Ensino superior não garante bom salário no Brasil

Ensino superior não garante bom salário no Brasil

Caderno de Negócios | Foto: Agência Brasil

Ensino superior não é garantia de bom salário. Um levantamento divulgado pelo Sindicato das Mantenedoras de Ensino Superior (Semesp), em São Paulo, mostra que a maior parte dos formados recebe salário inferior a R$ 3 mil.

A pesquisa aponta ainda a desvalorização da licenciatura – enquanto 50% dos profissionais dos cursos de bacharelado recebem abaixo de R$ 3 mil, na licenciatura o percentual sobe para 88%.

Dos oriundos da rede privada, 21,8% ganham menos de R$ 1 mil, 54,4% têm salário entre R$ 1 mil e R$ 3 mil, 16,8% recebem entre R$ 3 mil e R$ 5 mil e 6,1% têm renda acima de 5 mil.
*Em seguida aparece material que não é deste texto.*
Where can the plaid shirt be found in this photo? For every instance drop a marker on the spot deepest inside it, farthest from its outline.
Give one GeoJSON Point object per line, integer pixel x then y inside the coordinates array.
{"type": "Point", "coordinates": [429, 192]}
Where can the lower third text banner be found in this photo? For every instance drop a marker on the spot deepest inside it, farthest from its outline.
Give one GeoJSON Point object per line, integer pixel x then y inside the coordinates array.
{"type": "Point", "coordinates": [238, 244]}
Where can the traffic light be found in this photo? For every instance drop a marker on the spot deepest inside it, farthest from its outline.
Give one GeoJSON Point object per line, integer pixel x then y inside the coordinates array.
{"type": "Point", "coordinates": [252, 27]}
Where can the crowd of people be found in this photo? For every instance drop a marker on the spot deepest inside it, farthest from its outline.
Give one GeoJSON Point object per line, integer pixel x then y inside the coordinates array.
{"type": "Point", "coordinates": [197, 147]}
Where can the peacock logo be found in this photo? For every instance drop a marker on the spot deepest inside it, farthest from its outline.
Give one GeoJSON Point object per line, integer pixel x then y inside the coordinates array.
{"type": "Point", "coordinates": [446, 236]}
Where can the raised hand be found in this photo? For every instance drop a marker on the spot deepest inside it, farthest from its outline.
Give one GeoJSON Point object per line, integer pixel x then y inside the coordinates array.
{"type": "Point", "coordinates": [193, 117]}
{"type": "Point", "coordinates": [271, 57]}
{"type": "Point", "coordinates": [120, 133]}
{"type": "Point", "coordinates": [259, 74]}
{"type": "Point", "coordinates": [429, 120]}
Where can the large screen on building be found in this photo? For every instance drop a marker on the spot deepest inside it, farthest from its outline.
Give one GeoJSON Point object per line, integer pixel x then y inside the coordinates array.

Entre os egressos da rede particular, 23,1% ganham menos de R$ 1 mil, 48,1% estão com faixa salarial de R$ 1 mil a R$ 3 mil, 22,1% recebem de R$ 3 mil a R$ 5 mil e 6,8% têm salário acima de R$ 5 mil.

Para Rodrigo Capelato, diretor do Semesp, a diferença salarial entre aqueles que estudaram em rede pública e particular não é substancial entre recém-formados.

Segundo ele, o grande desafio dos cursos de graduação é elevar a renda de quem já trabalha e estuda para melhorar de vida. “As pessoas estão se formando e os salários não estão subindo tanto assim”, explicou.

Ensino superior em números

A maioria dos alunos ainda se matricula em carreiras clássicas do bacharelado, 40% optam por direito, administração, engenharias e ciências sociais.

Na comparação entre os salários, os engenheiros têm os de melhor renda: 32,1% ganham entre R$ 3 mil e R$ 5 mil, sendo que 10% recebem de R$ 10 mil a R$ 15 mil.

Entre os formados em administração, 15,99% encontram-se na faixa salarial entre R$ 3 mil e R$ 5 mil.

Segundo o levantamento, 47,09% trabalham na área de formação, 34,3% dos egressos não trabalham e 18,7% atuam em uma área diferente da sua formação.

A pesquisa também indicou que 38% entre aqueles que responderam que não trabalham dedicam-se à pós-graduação.

Já 12% estão fazendo outro curso de graduação e 48,3% não têm ocupação.

Egressos de entidades privadas e públicas concordam que as instituições de ensino precisam fazer mais parcerias com empresas, investir em aulas práticas e fomentar estágios.

O levantamento ouviu 1445 participantes de 135 cursos diferentes de todo o país, sendo 1.089 formados e 356 pessoas que abandonaram o curso ou ainda estudam.

A margem de erro é de três pontos percentuais para mais ou para menos.